However, some incredible modern homes can also be spotted. Here we've gathered 10 examples that will have you dreaming of sand dunes and seafood shacks as you get ready to pack your swimsuit for the warmer days ahead.
Heide Banks and Howard Lazar’s Sagaponack residence, also known as "Sagaponac House 43," was designed by the Iranian-born and U.S.-based architects (and sisters), Gisue and Mojgan Hariri. It's located in a community of modernist homes called the Houses of Sagaponac.
The historically protected property that Christine and James Boyle purchased on Long Island came with two existing shingled structures designed in 1963 by modernist architect Andrew Geller. Hamptons-based firm Bates Masi + Architects LLC reworked it entirely to become a modern-day family compound.
After canvassing the architectural talent on Long Island’s East End, Andrew and Amy Weinstein connected with Paul Masi and Harry Bates of Bates Masi + Architects LLC—despite the Sag Harbor firm’s distinctly modern style. The couple had actually been looking to build a fairly traditional Hamptons cottage, but they fell in love with Bates Masi and their philosophy of design as storytelling—which reminded the Weinsteins of the artists whose work they collect, which lines the walls of this special home.

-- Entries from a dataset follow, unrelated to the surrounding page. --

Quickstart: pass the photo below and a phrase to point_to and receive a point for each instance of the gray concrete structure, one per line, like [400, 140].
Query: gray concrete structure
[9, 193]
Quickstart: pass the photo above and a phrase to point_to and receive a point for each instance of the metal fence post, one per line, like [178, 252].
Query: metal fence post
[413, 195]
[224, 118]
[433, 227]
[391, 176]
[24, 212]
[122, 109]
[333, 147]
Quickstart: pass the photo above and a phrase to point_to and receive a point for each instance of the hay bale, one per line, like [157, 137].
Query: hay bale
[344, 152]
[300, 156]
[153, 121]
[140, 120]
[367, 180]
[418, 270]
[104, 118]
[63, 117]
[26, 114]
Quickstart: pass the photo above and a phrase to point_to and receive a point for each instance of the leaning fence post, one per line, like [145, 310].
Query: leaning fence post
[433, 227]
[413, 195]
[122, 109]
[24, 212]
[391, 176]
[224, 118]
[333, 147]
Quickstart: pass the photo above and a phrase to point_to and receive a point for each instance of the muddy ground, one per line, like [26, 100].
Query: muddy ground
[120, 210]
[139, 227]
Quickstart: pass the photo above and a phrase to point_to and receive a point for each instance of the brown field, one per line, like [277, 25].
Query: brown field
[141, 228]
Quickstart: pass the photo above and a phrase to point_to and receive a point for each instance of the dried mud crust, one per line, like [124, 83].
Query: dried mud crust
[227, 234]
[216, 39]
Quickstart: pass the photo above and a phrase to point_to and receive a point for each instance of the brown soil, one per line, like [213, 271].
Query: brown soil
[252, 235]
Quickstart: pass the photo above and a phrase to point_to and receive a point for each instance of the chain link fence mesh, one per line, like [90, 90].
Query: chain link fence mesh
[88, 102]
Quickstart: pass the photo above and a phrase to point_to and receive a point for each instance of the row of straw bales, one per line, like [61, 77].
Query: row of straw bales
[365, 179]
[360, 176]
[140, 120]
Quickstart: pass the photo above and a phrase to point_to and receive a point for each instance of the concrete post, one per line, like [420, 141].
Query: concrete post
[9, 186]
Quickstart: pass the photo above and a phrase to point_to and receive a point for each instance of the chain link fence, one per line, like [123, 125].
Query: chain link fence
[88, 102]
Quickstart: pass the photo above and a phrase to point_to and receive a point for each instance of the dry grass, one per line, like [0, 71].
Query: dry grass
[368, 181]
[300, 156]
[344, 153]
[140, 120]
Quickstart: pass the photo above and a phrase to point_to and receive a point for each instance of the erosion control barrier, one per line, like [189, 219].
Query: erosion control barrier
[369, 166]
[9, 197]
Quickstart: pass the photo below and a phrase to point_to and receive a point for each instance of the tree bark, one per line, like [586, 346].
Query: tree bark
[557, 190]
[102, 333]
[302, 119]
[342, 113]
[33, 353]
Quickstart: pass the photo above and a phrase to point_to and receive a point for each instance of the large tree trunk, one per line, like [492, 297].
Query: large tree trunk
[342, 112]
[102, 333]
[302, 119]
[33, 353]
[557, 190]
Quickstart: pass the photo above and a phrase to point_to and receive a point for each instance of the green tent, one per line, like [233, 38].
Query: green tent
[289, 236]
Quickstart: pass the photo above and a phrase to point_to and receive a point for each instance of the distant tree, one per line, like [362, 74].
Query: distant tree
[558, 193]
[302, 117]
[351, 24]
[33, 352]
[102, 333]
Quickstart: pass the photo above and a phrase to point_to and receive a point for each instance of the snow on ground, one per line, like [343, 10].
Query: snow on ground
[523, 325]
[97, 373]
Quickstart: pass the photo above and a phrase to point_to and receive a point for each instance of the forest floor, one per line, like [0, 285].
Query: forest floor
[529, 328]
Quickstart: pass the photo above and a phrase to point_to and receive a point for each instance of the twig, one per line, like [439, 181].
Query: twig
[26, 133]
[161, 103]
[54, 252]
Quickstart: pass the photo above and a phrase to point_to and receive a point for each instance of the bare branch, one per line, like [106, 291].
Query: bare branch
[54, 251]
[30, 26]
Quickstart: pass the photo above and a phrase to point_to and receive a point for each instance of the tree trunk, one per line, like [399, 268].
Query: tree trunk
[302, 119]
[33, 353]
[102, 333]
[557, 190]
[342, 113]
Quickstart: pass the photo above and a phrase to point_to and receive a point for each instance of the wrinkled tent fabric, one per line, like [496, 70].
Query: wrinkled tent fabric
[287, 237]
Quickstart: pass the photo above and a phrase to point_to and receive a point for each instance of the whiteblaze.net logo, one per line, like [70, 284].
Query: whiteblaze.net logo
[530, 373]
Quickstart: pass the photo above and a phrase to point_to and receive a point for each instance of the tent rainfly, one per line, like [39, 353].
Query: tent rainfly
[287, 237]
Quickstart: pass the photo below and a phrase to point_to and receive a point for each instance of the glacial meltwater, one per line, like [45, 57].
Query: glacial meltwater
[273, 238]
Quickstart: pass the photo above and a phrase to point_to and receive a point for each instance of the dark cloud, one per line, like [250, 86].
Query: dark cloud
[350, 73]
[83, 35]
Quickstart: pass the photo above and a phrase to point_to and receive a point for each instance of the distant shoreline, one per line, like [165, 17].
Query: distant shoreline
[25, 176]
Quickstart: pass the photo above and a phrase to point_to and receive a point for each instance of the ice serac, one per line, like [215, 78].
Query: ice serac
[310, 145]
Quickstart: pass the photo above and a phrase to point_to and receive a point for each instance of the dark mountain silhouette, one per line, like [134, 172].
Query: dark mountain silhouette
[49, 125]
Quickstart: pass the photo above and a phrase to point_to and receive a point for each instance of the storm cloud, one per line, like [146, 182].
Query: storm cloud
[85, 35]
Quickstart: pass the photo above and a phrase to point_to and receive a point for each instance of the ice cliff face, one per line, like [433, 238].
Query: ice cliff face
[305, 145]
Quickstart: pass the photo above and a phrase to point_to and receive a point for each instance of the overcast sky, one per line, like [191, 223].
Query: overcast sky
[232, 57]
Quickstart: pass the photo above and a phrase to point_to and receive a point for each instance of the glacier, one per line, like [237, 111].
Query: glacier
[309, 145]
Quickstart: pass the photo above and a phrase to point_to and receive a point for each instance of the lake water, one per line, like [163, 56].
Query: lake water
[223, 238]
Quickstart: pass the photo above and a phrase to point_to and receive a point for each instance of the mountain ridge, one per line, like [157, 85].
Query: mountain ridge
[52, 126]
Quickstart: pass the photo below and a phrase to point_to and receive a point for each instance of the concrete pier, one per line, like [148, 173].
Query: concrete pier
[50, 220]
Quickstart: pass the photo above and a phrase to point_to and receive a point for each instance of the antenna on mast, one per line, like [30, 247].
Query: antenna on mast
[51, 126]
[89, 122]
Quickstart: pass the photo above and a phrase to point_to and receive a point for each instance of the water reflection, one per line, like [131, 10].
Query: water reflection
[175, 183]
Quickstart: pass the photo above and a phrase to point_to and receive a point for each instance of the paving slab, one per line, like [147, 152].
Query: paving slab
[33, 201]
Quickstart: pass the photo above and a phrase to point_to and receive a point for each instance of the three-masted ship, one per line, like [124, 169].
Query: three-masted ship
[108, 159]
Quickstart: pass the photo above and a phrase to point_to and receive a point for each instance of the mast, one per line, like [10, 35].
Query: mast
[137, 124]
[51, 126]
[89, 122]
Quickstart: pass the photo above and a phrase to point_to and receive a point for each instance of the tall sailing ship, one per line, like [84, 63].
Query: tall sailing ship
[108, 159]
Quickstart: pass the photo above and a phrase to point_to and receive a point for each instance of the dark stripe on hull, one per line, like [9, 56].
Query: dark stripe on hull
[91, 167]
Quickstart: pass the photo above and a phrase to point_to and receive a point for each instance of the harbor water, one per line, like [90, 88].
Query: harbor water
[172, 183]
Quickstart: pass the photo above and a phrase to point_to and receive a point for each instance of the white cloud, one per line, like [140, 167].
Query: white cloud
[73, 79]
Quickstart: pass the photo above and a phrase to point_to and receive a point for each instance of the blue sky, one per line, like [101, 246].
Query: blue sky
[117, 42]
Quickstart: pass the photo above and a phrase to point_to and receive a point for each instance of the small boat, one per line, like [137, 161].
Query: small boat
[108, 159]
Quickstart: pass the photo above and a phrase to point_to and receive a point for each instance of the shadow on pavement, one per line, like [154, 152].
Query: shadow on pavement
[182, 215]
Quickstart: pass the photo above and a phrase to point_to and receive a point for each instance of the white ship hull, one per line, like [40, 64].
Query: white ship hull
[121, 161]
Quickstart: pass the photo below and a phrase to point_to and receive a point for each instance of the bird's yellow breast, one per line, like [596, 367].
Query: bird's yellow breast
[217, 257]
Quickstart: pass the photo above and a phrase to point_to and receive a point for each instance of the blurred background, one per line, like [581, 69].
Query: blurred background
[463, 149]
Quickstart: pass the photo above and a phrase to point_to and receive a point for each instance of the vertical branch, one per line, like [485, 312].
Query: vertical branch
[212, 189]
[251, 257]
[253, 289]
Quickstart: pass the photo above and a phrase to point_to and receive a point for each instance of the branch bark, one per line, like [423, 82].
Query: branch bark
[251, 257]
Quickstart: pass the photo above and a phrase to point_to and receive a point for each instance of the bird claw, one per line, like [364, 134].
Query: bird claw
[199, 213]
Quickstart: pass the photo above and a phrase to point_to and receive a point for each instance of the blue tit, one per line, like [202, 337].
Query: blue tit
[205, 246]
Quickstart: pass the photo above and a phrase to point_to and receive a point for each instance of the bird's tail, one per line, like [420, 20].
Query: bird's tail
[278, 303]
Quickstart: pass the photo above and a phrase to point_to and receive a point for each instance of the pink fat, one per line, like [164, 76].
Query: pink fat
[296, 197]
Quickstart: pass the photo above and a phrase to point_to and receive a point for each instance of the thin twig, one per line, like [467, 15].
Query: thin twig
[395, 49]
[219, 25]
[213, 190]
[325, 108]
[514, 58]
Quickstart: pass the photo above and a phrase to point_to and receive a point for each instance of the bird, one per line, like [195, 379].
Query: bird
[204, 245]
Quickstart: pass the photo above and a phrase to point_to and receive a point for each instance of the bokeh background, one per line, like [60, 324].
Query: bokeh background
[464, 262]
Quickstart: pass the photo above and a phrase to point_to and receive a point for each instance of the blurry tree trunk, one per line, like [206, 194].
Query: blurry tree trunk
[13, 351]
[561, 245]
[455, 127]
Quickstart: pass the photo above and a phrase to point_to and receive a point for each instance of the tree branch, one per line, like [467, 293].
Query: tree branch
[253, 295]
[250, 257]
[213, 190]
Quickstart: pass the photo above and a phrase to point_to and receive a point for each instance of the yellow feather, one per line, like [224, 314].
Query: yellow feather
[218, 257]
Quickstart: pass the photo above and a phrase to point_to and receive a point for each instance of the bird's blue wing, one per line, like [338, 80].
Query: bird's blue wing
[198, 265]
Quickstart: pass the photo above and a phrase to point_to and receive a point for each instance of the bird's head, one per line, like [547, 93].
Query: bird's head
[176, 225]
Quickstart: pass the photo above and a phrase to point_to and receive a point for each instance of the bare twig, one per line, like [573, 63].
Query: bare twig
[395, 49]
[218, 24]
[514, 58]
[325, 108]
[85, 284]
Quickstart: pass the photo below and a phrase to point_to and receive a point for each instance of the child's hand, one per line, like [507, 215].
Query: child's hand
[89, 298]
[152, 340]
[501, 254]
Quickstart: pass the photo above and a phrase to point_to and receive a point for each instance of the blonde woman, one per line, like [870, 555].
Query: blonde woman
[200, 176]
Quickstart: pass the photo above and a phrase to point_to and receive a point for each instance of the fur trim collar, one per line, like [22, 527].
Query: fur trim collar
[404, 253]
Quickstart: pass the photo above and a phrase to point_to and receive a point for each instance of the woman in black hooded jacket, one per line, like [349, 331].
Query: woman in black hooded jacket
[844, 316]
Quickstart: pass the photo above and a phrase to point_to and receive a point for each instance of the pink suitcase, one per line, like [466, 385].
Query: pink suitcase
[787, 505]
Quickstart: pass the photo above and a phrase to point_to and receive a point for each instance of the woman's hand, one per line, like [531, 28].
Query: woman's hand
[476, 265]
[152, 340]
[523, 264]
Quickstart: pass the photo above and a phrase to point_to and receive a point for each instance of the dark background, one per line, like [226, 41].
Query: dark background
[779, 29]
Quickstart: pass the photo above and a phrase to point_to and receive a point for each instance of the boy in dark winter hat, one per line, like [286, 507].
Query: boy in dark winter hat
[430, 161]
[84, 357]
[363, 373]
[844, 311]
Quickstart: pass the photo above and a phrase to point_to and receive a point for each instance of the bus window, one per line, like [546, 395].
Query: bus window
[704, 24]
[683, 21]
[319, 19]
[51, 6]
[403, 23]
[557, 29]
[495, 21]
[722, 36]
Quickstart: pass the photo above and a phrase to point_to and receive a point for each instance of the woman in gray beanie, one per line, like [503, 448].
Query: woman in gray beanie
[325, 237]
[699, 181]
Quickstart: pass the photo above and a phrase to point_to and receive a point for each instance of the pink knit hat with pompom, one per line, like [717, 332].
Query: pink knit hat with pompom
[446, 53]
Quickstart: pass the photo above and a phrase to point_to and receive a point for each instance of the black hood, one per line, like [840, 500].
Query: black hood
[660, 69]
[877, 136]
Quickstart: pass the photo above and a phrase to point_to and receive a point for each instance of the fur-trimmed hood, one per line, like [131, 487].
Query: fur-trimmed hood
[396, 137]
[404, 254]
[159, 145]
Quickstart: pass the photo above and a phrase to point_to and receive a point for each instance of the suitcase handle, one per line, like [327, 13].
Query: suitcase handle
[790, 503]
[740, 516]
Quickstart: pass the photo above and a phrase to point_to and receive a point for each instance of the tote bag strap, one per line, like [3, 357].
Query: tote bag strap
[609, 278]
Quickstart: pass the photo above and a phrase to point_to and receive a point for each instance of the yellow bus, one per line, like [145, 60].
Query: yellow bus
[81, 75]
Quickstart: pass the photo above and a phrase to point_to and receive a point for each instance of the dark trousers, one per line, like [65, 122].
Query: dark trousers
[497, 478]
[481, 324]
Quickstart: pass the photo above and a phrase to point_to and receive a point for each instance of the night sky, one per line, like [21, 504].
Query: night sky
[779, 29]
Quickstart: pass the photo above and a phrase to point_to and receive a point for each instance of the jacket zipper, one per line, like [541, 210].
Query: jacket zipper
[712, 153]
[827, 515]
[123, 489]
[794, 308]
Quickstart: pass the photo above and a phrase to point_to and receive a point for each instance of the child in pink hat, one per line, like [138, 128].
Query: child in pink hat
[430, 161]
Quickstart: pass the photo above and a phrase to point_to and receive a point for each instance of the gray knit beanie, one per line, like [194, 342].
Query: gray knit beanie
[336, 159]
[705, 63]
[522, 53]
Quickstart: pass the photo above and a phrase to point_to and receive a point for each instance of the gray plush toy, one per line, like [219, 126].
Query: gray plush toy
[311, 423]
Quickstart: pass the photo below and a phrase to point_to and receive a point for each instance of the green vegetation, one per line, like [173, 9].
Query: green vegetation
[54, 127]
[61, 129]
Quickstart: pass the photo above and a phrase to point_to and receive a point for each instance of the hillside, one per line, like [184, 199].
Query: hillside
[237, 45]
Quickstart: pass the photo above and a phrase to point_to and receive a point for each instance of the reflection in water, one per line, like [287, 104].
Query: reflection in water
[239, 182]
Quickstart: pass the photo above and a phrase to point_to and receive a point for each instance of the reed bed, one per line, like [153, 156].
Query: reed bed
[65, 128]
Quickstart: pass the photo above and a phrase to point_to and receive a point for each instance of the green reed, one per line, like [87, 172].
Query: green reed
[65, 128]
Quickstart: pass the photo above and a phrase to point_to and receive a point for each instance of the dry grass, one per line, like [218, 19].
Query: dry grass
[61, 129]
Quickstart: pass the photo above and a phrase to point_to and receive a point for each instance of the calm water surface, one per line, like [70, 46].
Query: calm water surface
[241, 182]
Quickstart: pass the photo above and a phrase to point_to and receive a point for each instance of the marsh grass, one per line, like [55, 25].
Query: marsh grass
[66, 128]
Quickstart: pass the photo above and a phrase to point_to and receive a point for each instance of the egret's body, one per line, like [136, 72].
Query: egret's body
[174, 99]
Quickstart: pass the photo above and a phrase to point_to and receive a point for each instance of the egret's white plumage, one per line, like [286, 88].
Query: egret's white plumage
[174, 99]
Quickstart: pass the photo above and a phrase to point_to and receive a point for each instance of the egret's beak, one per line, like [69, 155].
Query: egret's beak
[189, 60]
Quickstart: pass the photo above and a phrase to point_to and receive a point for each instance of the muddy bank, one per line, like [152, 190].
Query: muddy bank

Located in Amagansett, Atelier 216 is a modern barn-style home designed by New York City-based architecture and branding firm, STUDIO ZUNG. The 3,800-square-foot, five-bedroom residence employs strategies to reduce its footprint and features smart technology systems.
Charles Gwathmey’s residential masterpiece—a modest but innovative home for his parents in the Hamptons—looks as fresh today as it did in 1965. The modernist gem of small-scale living made Gwathmey famous at the age of 27, and solidified his reputation in a generation of burgeoning architects.
When architect Nick Martin was hired to rework an art curator’s Hamptons property into a Zen-like getaway, he created a midcentury beach house that has it all: green technology, high-quality materials, and a design concept that references its humble beginnings as an kit house.
Designed by architect Bruce Nagel, this minimalist dwelling is tucked deep into an old pine forest on the prestigious Bull Path in East Hampton, New York. It boasts dramatic 16-foot-high ceilings and clerestory windows that allow light to stream into the open floor plan year-round. The master suite includes a private library, fireplace, and an outdoor deck.
When Tanya Wexler and Amy Zimmerman decided that they wanted a year-round retreat from their New York City apartment for themselves and their four children, they approached Joseph Tanney and Robert Luntz of Resolution: 4 Architecture to explore the idea of demolishing their already existing cottage in East Hampton, New York—and replacing it with a larger contemporary beach house.
When Joe Dolce and his partner Jonathan Burnham decided to add a 250-square-foot addition to their 1,400-square-foot Long Island summer home,
they made the most logical decision. They hired the original architect to do the renovation—Harry Bates had designed the modernist light-filled Amagansett beach house in 1967.